Principaux enseignements
- L'accès a de multiples facettes : "L'accès signifie l'accessibilité financière, la disponibilité en rayon, la distribution sur le dernier kilomètre et la présence d'un prescripteur - et passeulement l'approbation du médicament.
- Les lacunes en matière de continuité coûtent des vies : Les abandons après la sortie de l'hôpital (ordonnances non remplies, pas de suivi dans les 2 à 4 semaines) entraînent une non-adhésion précoce et des événements récurrents.

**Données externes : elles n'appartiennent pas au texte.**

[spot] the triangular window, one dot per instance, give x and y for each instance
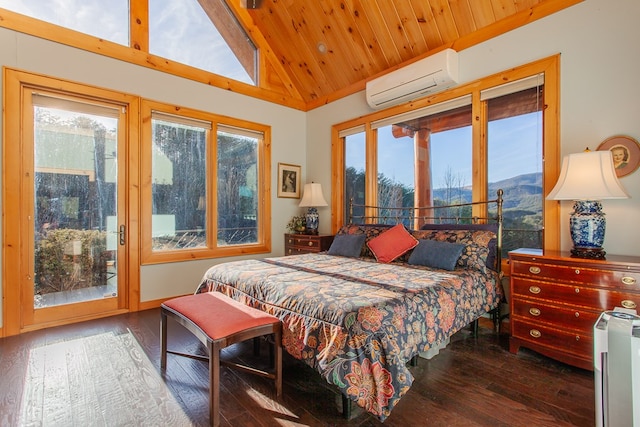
(181, 30)
(201, 34)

- Renforcement de l'observance : Commencer l'ensemble des mesures de prévention secondaire à l'hôpital; simplifier les régimes (par exemple, les combinaisons à dose fixe), s'inscrire à un programme de réadaptation cardiaque et utiliser des systèmes de rappel.

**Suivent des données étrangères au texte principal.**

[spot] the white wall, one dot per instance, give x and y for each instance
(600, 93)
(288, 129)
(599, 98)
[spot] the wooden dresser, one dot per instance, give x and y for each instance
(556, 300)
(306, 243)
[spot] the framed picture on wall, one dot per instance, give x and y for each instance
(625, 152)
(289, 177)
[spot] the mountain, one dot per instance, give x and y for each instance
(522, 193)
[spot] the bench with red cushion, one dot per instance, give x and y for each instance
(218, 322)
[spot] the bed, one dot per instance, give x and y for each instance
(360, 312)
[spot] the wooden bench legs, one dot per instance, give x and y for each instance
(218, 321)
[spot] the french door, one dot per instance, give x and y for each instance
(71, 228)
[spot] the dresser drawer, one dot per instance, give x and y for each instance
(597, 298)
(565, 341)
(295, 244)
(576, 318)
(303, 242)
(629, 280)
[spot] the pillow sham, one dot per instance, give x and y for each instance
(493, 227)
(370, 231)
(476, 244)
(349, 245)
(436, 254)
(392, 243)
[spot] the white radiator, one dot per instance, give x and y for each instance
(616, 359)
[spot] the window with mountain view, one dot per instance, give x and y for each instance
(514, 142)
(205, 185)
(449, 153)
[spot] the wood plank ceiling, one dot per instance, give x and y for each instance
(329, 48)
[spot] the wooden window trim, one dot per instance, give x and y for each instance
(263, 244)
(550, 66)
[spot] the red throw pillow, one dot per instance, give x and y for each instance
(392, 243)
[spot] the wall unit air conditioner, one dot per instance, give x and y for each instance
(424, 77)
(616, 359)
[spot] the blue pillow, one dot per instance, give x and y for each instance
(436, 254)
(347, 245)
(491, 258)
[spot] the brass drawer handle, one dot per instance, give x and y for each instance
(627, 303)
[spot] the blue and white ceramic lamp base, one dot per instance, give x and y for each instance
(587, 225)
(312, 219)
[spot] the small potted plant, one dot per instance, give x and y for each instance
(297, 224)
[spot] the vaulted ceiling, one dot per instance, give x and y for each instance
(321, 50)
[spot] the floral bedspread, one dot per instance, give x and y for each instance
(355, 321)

- Les soins primaires sont le point d'ancrage : Des résumés de sortie clairs, des protocoles basés sur des objectifs (LDL-C, BP, glucose), des consultations électroniques/un soutien virtuel des spécialistes et des indicateurs de qualité permettent de maintenir les soins sur la bonne voie.
- Alphabétisation et langage du patient : Remplacer le jargon ("prévention secondaire") par un langage simple sur la maladie coronarienne à vie et sur la raison pour laquelle les médicaments doivent être poursuivis même lorsque le patient est asymptomatique.

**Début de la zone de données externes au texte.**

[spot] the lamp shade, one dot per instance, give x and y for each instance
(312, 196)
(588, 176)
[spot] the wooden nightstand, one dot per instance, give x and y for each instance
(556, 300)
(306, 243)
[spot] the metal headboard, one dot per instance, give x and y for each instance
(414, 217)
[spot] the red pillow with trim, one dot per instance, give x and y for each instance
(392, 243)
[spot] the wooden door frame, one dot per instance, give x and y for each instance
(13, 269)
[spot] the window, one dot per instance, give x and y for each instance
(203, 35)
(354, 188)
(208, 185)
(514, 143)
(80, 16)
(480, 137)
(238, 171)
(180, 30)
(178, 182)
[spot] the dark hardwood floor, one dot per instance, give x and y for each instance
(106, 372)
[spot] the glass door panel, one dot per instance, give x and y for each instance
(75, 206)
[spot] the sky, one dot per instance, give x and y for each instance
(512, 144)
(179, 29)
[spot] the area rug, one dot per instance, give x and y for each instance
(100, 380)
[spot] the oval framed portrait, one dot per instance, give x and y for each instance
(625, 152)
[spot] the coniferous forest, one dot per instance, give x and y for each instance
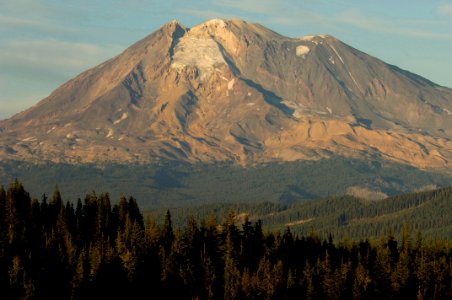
(93, 249)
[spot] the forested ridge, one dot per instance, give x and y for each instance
(341, 216)
(93, 249)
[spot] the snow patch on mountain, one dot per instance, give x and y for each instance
(302, 51)
(201, 53)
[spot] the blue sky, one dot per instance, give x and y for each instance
(44, 43)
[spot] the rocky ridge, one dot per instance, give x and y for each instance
(229, 90)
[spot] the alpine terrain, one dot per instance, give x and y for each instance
(237, 92)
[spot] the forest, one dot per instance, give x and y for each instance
(94, 249)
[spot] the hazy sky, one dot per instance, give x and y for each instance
(44, 43)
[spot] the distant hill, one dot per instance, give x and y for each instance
(175, 184)
(343, 217)
(233, 91)
(232, 111)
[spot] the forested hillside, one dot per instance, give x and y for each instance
(342, 217)
(98, 250)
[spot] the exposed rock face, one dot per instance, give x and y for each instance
(231, 90)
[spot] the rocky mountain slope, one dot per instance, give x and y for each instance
(228, 90)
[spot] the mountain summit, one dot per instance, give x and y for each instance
(229, 90)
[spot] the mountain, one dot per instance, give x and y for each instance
(229, 90)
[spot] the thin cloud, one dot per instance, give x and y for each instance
(359, 20)
(445, 10)
(54, 54)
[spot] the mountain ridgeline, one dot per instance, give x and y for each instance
(229, 90)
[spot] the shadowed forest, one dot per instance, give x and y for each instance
(93, 249)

- Le numérique, en toute simplicité : Les programmes de SMS/textes de faible technicité après la sortie de l'hôpital peuvent améliorer le contrôle des facteurs de risque et les comportements ; personnaliser le contenu sans avoir recours à des applications trop complexes.
- Leviers politiques : Financer les médicaments dans le cadre du système de santé publique/des prestations, les inclure dans les listes nationales de médicaments d'urgence, créer des registres, normaliser les voies d'accès et envisager une distribution plurimensuelle.
- Les systèmes et les villes sont importants : Investir dans l'aménagement urbain, les parcs et les politiques alimentaires qui permettent de faire des choix sains après un infarctus du myocarde ou un accident vasculaire cérébral.
- Inclure la voix des patients : La présence d'organisations de patients dans les conseils d'administration et les groupes consultatifs des hôpitaux améliore la conception des programmes, l'adhésion et le soutien de la communauté.
Qui doit regarder ?
Cardiologues, internistes, médecins généralistes, infirmières, pharmaciens, équipes de rééducation, payeurs, décideurs politiques et défenseurs des patients travaillant sur la prévention secondaire après un infarctus ou un accident vasculaire cérébral, la rééducation cardiaque, le suivi numérique, l'accès aux médicaments essentiels et les voies d'accès aux soins primaires pour les maladies cardiovasculaires.
Prévention secondaire - FAQ
- Quels sont les principaux obstacles à une prévention secondaire efficace ?
- Des problèmes d'accès à plusieurs niveaux (coût, stock, distribution, capacité des prescripteurs), des lacunes dans la continuité après la sortie de l'hôpital et un faible niveau de connaissances en matière de santé, en particulierdans les régions où les ressources sont insuffisantes.
- Comment stimuler l'adhésion des mois et des années après un événement ?
- Initier le régime complet à l'hôpital, utiliser des régimes simplifiés/des combinaisons de doses fixes, s'inscrire en réadaptation cardiaque, fournir des objectifs clairs, et soutenir avec des rappels par SMS et des communautés de patients.
- Quel rôle les soins primaires doivent-ils jouer ?
- Les soins primaires devraient être le point d'ancrage des soins de longue durée, avec des protocoles normalisés, des indicateurs de qualité mesurables et des services de cardiologie virtuels pour les cas complexes.
- Comment les outils numériques peuvent-ils aider après la sortie de l'hôpital ?
- Les programmes de messages textuels évolutifs fournissent des informations et des messages-guides sous forme de petits morceaux qui améliorent le contrôle des facteurs de risque ; ils privilégient la personnalisation et la simplicité par rapport à la complexité des applications.